Using public domains with a Frontastic sandbox
When creating a new Frontastic sandbox you can decide if it will receive public domain name entries. This allows you to access the projects running on the sandbox directly from any web browser without the need for local developer tooling, such as Frontastic CLI. This can be useful to:
- Show a certain feature (which only exists in a branch) to non-technical users
- Work with code that strictly requires HTTPS connection (such as payment integrations)
- Preview a certain production build without deploying it to your staging environment
- Run automated tests towards a certain state of your code
In order to create a sandbox with public project domains, you'll need to tick the Add public DNS option:
You can't edit an existing sandbox, you'll need to create a new one on the same branch.
Once your sandbox is running, you'll see the See public URLs button as well as the Public icon on your sandbox:
This allows you to easily identify which sandboxes are available directly on the web.

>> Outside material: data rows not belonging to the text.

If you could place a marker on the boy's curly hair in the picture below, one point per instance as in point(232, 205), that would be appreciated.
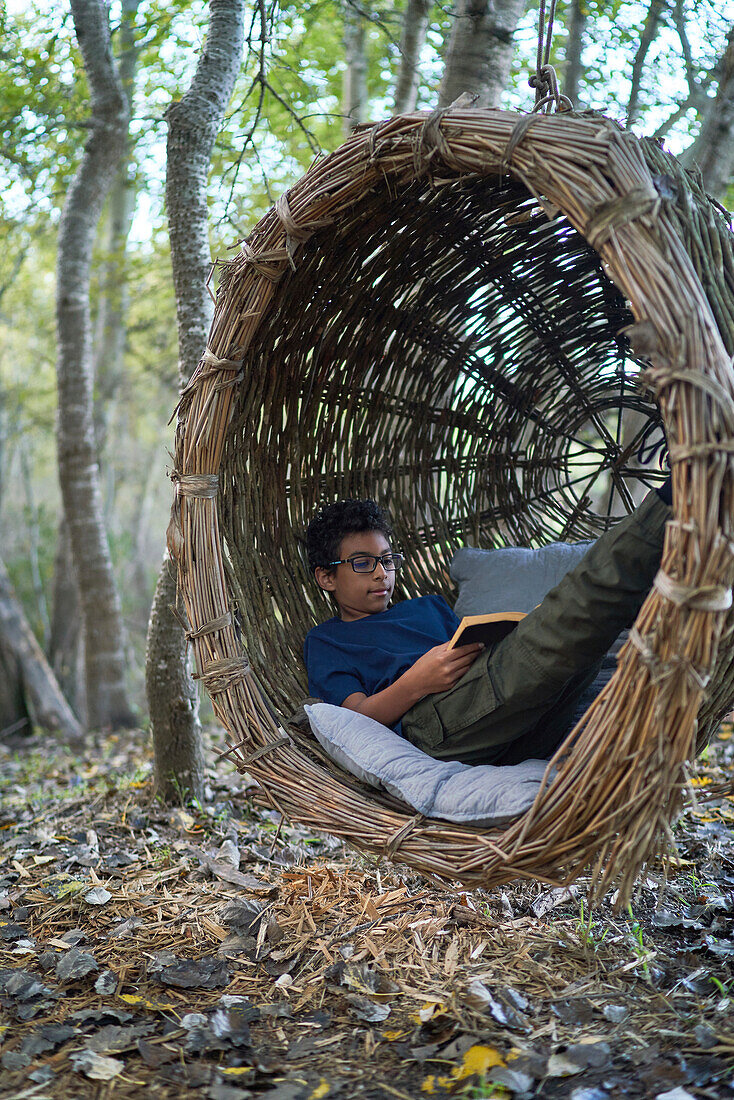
point(332, 521)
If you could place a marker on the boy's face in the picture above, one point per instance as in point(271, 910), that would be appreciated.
point(359, 594)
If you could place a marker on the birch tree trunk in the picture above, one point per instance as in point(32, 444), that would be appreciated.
point(354, 94)
point(415, 25)
point(114, 297)
point(713, 150)
point(480, 51)
point(78, 470)
point(193, 125)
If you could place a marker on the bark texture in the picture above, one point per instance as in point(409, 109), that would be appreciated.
point(354, 92)
point(66, 639)
point(107, 703)
point(173, 697)
point(480, 51)
point(42, 699)
point(713, 150)
point(193, 127)
point(114, 297)
point(415, 24)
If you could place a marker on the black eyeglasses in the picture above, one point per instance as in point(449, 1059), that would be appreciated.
point(368, 562)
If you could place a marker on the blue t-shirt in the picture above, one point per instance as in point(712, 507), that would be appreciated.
point(370, 653)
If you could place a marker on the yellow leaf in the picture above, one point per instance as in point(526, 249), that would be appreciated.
point(477, 1062)
point(143, 1003)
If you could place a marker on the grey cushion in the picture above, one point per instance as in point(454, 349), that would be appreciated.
point(457, 792)
point(512, 579)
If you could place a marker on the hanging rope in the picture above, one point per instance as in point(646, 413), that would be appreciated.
point(544, 79)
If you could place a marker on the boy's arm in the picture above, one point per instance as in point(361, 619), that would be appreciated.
point(437, 670)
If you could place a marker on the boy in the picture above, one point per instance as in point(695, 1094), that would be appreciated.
point(503, 704)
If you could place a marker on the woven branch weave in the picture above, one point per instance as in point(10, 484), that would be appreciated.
point(423, 319)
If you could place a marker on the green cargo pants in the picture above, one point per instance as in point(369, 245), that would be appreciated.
point(517, 700)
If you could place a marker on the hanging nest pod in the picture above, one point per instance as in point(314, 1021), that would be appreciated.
point(474, 317)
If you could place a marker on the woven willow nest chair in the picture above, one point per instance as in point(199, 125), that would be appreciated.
point(451, 314)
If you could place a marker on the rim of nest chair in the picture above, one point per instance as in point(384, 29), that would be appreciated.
point(609, 802)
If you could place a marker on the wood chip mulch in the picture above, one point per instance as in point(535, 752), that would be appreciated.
point(216, 952)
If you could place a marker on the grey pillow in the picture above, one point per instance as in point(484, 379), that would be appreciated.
point(511, 579)
point(447, 789)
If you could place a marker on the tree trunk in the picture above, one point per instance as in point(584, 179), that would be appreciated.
point(173, 699)
point(66, 639)
point(713, 149)
point(354, 94)
point(193, 127)
point(415, 24)
point(43, 699)
point(576, 22)
point(78, 471)
point(649, 31)
point(114, 297)
point(480, 51)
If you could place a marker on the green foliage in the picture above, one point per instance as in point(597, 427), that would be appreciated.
point(284, 111)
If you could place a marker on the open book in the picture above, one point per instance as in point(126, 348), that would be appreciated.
point(485, 628)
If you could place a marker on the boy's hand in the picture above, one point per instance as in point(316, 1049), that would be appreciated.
point(441, 668)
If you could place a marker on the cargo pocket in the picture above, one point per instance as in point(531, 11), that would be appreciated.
point(422, 726)
point(437, 717)
point(473, 699)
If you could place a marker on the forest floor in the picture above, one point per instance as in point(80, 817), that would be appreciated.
point(211, 952)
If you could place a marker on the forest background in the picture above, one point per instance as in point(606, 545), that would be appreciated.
point(309, 72)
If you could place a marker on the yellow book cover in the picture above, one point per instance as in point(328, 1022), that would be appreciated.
point(485, 628)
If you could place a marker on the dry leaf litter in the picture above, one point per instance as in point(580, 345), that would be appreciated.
point(214, 950)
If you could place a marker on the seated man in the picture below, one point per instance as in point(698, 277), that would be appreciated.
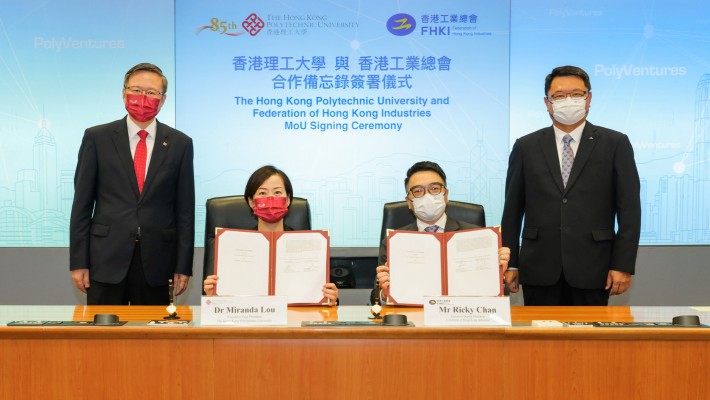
point(427, 197)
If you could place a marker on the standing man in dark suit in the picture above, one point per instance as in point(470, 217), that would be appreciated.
point(133, 217)
point(571, 183)
point(427, 197)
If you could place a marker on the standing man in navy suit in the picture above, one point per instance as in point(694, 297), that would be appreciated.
point(133, 218)
point(571, 183)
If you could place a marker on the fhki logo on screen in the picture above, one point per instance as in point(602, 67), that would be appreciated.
point(276, 25)
point(435, 25)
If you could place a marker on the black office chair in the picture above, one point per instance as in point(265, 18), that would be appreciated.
point(397, 215)
point(234, 212)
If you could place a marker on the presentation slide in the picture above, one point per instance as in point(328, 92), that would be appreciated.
point(345, 96)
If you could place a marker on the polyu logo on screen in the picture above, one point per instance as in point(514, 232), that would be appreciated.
point(401, 24)
point(253, 24)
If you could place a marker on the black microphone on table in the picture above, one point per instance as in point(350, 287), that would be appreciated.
point(376, 308)
point(171, 309)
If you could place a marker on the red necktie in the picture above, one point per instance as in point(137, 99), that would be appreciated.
point(139, 159)
point(567, 158)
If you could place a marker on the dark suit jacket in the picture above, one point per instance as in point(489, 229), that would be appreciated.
point(572, 229)
point(108, 210)
point(451, 225)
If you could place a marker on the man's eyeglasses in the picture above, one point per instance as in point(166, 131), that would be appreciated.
point(432, 188)
point(138, 90)
point(575, 94)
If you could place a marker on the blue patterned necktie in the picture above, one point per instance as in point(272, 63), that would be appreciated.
point(431, 228)
point(567, 159)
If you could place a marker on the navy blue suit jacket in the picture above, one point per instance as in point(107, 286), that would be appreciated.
point(107, 208)
point(572, 229)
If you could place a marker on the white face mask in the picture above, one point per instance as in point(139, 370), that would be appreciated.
point(569, 111)
point(429, 207)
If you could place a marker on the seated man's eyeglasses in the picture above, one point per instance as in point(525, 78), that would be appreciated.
point(432, 188)
point(138, 91)
point(576, 94)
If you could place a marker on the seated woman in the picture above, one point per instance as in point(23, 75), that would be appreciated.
point(269, 193)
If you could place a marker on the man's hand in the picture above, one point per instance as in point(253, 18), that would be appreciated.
point(180, 283)
point(383, 277)
point(511, 279)
point(81, 279)
point(618, 282)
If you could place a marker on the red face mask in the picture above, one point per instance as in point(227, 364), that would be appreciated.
point(141, 107)
point(270, 209)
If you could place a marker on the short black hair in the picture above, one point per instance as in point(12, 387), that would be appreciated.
point(260, 176)
point(148, 67)
point(567, 70)
point(424, 166)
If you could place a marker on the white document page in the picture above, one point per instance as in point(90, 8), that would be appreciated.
point(414, 260)
point(301, 261)
point(473, 268)
point(242, 263)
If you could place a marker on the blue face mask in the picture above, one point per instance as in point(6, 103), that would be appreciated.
point(569, 111)
point(429, 207)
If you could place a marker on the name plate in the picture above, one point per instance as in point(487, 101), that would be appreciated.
point(466, 311)
point(243, 311)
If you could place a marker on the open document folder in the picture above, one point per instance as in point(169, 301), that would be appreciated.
point(459, 263)
point(295, 264)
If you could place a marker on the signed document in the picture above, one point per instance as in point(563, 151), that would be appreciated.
point(459, 263)
point(294, 264)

If you click the See public URLs button, a pop-up will open and you can open or copy the URLs using the icons and anyone who has the URL can access them.
You can access your projects on it directly from the web using the URL scheme https://<project>-<sandbox-label>-<customer>.frontastic.dev
.
Using our branch selection feature you can bring up a certain code branch directly without the need to enable code-synchronization from your local computer.
We recommend that, as an Engineer, you check the correct working of a sandbox brought up from a branch before handing it to a non-technical person. This can prevent small annoyances such as not-running webpack processes or missed code-pushes.
If you're seeing a “connection is not secure” message in your browser, it means our SSL certificate has been updated but you're using a sandbox created before this update and it has the old certificate. To fix this, destroy your sandbox and create a new one. If you destroy your sandbox every day (as is recommended) you shouldn't see this issue.